An unnamed veteran RCMP officer remarked of Gregson's case: "When I was in, they didn’t discipline you out; they forced you out by making your life miserable. That remains part of the culture. That’s what they were trying to do." According to the RCMP Act, the force cannot place an emotionally troubled member into treatment, although they can threaten dismissal to persuade the member to receive treatment. The Ottawa Citizen found that Gregson remained on the RCMP payroll during the disciplinary and termination proceedings.

==Murder of Ottawa Police constable==
At the end of December 2009, Gregson raped a 10-year old girl four times.

In the early morning of December 29, 2009 at approximately 4:30 am, Gregson stabbed and killed Constable Eric Czapnik at the emergency entrance of the Ottawa Civic Hospital. After the incident Gregson was apprehended by civilian bystanders as well as four members of the Ottawa Paramedic Service before being transferred to police custody.

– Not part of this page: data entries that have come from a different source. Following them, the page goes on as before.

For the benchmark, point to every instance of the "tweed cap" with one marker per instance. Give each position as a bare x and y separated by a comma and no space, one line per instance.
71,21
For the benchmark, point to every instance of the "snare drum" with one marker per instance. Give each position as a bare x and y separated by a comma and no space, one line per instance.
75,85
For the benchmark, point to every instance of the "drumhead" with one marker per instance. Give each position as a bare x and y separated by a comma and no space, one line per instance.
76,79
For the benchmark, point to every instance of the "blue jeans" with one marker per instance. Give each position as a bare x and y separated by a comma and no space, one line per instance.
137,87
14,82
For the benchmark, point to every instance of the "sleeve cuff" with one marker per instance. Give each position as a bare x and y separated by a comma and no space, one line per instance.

He claimed he killed Czapnik as part of a "suicide attempt on his part. He wanted a gun because he couldn't do it with the knife he had." He later said in a police video that "My intent was to die. "So I needed a gun ... police officers have guns ... so I went to a hospital." This claim was despite Gregson wearing two bulletproof vests during the attack. He said during the interrogation and testimony he tried to cut his own throat in the bathtub that night. He partially blamed his conduct on cranial colloid cysts he believed he had.

The Ottawa Police Service charged Gregson with first-degree murder, robbery and using an imitation firearm in the commission of an offense. On March 13, 2012, a jury returned a guilty verdict for the charges of first-degree murder and robbery, with a sentence of life imprisonment with the possibility of parole after 25 years. When the sexual assault of the 10-year old girl was discovered shortly after Gregson's initial sentencing, he was sentenced to another ten years in September 2012; the sentence is to be served concurrently.